Have you considered how to monitor this data and evaluate it to ensure the quality remains at the level you need? If you need labelled data, how do you get it? There are also possible data augmentation steps to consider. If you need to do additional data augmentation, how will you monitor it? Yes, quality data involves a lot of steps and these are all aspects you need to consider to make your project a success.

Specifically, data labeling is a common area where many teams struggle. For supervised learning methods to work, they need to have good, clean, well-labeled data so that it can learn from examples. If you’re trying to identify images of ships in the ocean, you need to feed the system good, clean, and well-labeled images of ships to train your model on. This way, when you feed it an image it has never seen before, it gives you a high degree of certainty whether there is a boat in the image. If you just train your system with a boat in the ocean on a sunny day, with no cloud cover, how would the AI ​​system see a boat or a boat with 50% cloud cover at night? reaction? If your test data doesn’t match real-world data or real-world scenarios, then you have a problem.

Even though teams spend a lot of time making sure their test data is perfect, the quality of training data often doesn’t reflect real-world data. in the public record For example, AI industry leader Andrew Ng discussed in his project with Stanford Health how the quality of data in his test environment did not match the quality of medical images in the real world, arguing that his AI models were useless outside of the test environment . This caused the entire project to essentially stall and fail, jeopardizing millions of dollars and years of investment.

planning project success

All these data quality-centric activities can seem overwhelming, which is why these steps are often skipped. But of course, as mentioned above, bad data can kill AI projects. So not paying attention to these steps is the main reason why the whole AI project fails.This is why organizations are increasingly adopting best practice methods such as CRISP-DM, agile and CPMAI Make sure they don’t miss or skip key data quality steps that can help avoid AI projects failing.

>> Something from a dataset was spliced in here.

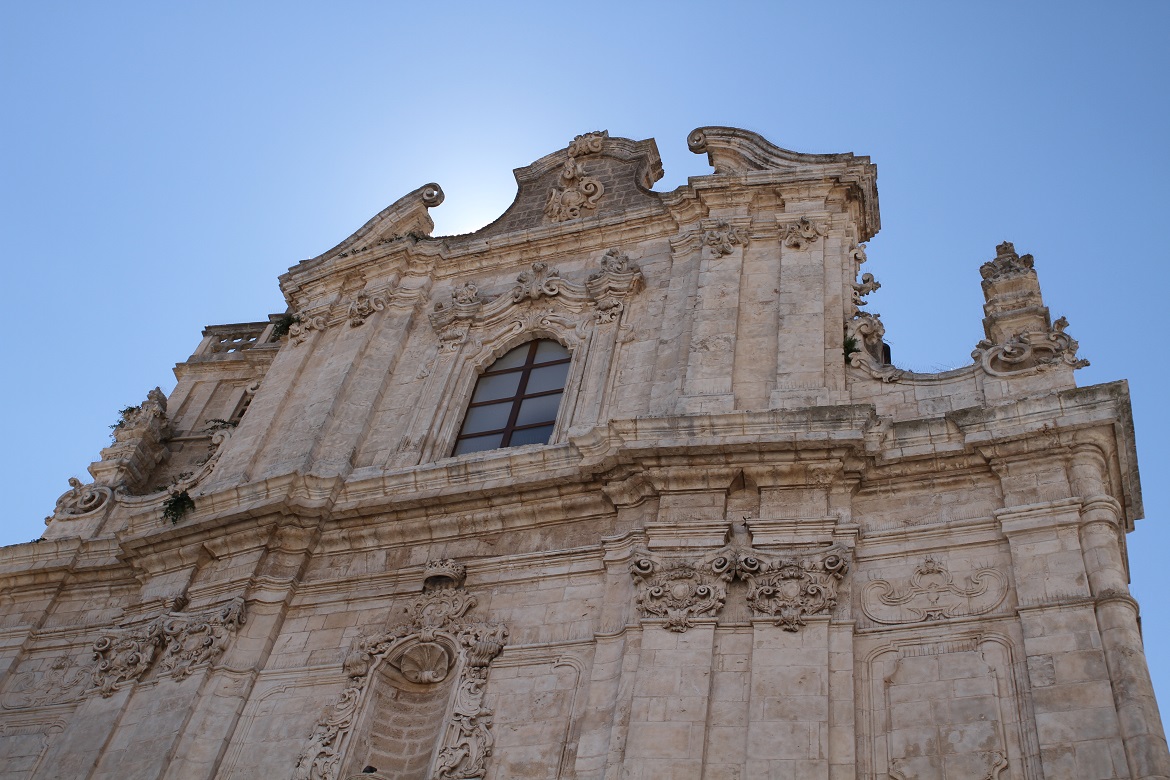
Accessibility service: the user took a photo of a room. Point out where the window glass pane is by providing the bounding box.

The problem of teams often moving on without planning for the success of the project is all too common. In fact, the second and third phases of the CRISP-DM approach and CPMAI are “Data Understanding” and “Data Preparation”. These steps even precede the first step in building the model and are therefore considered best practices for those AI organizations seeking to succeed.

In fact, if Stanford medical programs had adopted CPMAI or something similar, they would have realized that data quality issues would bog down their programs before the multi-million dollar and years mark. While it may be comforting to realize that even celebrities like Andrew Ng and companies like Google have made serious data quality mistakes, you still don’t want to be part of that club unnecessarily and let data quality matter Troubled your AI project.



Source link

Leave a Reply

Your email address will not be published.